Configuration

The GA4GH reference server has two basic elements to its configuration: the Data repository and the Configuration file. The repository is most easily configured via the Repository manager command line tool.

Data repository

Data is input to the GA4GH server as a directory hierarchy, in which the structure of data to be served is represented by the file system. At the top level of the data hierarchy there are two required directories to hold the top level container types: referenceSets and datasets.

Todo

We need to link to the high-level API documentation for descriptions of what the various objects here mean.

ReferenceSets

Within the data directory there must be a directory called referenceSets. Within this directory, each directory is interpreted as containing a ReferenceSet with the directory name mapped to the name of the reference set.

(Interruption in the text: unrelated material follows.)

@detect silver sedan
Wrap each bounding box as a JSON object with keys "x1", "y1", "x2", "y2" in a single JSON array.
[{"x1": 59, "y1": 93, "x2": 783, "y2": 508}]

Here is an example of how reference data should be arranged:

references/
    GRCh37.json
    GRCh37/
        1.fa.gz
        1.fa.gz.fai
        1.json
        2.fa.gz
        2.fa.gz.fai
        2.json
        # More references
    GRCh38.json
    GRCh38/
        1.fa.gz
        1.fa.gz.fai
        1.json
        2.fa.gz
        2.fa.gz.fai
        2.json
        # More references

In this example we have two reference sets, with names GRCh37 and GRCh38. Each reference set directory must be accompanied by a file in JSON format, which lists the metadata for a given reference. For example, the GRCh37.json file above might look something like

{
    "description": "GRCh37 primary assembly",
    "sourceUri": "TODO",
    "assemblyId": "TODO",
    "sourceAccessions": [],
    "isDerived": false,
    "ncbiTaxonId": 9606
}

Within a reference set directory is a set of files defining the references themselves. Each reference object corresponds to three files: the bgzip compressed FASTA sequences, the FAI index and a JSON file providing the metadata. There must be exactly one sequence per FASTA file, and the sequence ID in the FASTA file must be equal to the reference name (i.e., the first line in 1.fa above should start with >1.)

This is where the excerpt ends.